I have been very impressed by a large plant growing out of what little ground there is at the bottom of a lamp post, on Chessington Road, somewhere on the south-east-bound carriageway between Ruxley Lane and Horton Lane. A plant which I come across from time to time, and I am sure I have seen one or two over the years in the big herbaceous border at Polesden Lacey. Good that the council shearers, who have clearly been busy on the other side of the road, did not find it necessary to chop it down.
However, I don't know what it is called and neither did BH, although she offered to take a look in her books. I asked Google Image and his first thought was that it was a street. I then cropped the image and his second thought was that it was a plant, possibly evening primrose. Not very clever either.

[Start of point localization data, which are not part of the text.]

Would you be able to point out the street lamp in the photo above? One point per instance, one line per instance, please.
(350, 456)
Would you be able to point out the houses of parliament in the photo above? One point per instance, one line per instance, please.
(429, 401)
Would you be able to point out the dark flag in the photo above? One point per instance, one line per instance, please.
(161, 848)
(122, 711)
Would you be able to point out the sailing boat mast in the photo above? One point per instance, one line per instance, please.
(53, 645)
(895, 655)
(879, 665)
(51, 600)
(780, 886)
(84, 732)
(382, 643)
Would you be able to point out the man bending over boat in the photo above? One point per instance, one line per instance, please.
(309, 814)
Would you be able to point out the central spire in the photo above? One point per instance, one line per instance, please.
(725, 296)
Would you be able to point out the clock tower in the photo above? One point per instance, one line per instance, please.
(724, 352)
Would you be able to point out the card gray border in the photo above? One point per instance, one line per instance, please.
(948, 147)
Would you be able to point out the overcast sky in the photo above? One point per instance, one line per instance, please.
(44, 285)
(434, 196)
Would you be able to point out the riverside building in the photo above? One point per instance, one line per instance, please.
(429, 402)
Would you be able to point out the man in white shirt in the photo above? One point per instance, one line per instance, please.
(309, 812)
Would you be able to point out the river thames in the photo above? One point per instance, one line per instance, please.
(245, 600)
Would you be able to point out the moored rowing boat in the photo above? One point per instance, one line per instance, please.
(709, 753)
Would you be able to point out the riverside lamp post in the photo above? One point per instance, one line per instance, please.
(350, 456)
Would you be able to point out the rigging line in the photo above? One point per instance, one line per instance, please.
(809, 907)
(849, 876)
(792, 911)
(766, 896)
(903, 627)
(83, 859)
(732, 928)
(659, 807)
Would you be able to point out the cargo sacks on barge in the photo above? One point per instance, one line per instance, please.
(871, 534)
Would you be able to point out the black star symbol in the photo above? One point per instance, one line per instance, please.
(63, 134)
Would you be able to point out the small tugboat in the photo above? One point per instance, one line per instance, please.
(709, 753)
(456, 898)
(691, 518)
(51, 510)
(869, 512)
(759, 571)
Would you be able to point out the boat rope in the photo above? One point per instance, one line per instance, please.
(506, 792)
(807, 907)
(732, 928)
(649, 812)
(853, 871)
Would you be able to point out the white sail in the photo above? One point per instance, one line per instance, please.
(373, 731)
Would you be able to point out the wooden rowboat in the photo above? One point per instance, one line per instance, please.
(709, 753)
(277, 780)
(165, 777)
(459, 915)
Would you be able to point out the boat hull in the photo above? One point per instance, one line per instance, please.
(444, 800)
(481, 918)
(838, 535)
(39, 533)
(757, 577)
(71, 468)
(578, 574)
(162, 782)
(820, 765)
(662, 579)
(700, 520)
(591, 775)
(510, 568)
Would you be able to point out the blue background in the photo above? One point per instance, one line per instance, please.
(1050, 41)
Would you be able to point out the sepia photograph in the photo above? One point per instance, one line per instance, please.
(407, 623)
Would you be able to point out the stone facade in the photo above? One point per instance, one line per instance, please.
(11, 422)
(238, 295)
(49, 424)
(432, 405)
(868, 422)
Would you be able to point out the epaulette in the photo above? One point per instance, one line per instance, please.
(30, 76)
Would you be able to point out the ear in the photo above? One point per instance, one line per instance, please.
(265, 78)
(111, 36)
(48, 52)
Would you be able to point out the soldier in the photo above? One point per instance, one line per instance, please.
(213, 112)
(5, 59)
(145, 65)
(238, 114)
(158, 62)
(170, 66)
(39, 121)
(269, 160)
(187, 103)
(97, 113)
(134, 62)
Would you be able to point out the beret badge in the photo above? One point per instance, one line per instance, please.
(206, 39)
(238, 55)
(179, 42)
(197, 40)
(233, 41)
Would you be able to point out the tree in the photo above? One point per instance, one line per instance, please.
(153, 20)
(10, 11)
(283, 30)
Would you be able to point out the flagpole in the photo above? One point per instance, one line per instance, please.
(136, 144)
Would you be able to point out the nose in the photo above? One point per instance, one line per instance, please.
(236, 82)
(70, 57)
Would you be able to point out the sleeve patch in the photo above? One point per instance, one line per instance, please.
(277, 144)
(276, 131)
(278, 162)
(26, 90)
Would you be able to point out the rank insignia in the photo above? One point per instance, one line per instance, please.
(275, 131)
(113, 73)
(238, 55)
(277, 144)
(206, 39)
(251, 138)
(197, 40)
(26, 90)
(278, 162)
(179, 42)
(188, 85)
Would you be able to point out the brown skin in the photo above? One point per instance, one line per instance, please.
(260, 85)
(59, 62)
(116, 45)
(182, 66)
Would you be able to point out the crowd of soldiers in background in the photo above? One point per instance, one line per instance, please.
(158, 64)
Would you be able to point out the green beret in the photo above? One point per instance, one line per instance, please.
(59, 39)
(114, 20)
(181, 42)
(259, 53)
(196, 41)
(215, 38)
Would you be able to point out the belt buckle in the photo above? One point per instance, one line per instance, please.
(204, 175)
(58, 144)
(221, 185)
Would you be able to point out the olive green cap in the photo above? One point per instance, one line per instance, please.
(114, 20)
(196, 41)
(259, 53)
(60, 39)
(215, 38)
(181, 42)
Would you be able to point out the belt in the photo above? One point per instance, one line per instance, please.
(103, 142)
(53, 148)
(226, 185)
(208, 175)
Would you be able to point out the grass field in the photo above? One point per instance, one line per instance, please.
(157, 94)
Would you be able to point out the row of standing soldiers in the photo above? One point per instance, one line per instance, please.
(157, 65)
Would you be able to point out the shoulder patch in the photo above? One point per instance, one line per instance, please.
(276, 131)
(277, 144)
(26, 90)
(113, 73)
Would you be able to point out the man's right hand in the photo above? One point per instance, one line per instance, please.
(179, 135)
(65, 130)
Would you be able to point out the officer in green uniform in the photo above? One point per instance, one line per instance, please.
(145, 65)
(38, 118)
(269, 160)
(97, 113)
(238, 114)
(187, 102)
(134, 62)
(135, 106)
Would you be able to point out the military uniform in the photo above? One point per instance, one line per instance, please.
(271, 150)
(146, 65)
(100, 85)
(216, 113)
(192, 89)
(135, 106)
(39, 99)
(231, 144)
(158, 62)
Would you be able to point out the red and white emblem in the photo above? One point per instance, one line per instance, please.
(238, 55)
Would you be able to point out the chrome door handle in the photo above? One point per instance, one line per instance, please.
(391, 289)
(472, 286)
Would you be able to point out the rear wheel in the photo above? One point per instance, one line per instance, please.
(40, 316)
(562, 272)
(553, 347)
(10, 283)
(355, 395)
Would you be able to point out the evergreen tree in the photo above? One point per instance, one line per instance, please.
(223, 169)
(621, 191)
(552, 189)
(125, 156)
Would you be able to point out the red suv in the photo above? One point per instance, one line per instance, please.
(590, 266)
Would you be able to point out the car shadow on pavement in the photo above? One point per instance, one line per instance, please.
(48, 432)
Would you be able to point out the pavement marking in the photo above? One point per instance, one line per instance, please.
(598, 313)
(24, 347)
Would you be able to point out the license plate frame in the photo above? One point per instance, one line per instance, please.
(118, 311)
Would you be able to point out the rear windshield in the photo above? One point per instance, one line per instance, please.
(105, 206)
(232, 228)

But in among his similar images, we turned up the right answer, Verbascum Thapsus or common mullein - which also has plenty of other names, some rude, some whimsical. Wikipedia says that the Thapsus bit comes from Linneaus, who took it, for some reason, from the ancient Greek place in Sicily, not to be confused with the other ancient place in Tunisia where Julius Caesar fought and won an important battle in his civil war.
Wikipedia also suggests that these plants likes plenty of light, appropriate given the position of this one. And maybe if I had included a bit more of the lamp post in the snap, Google Image would have said lamp post rather than street.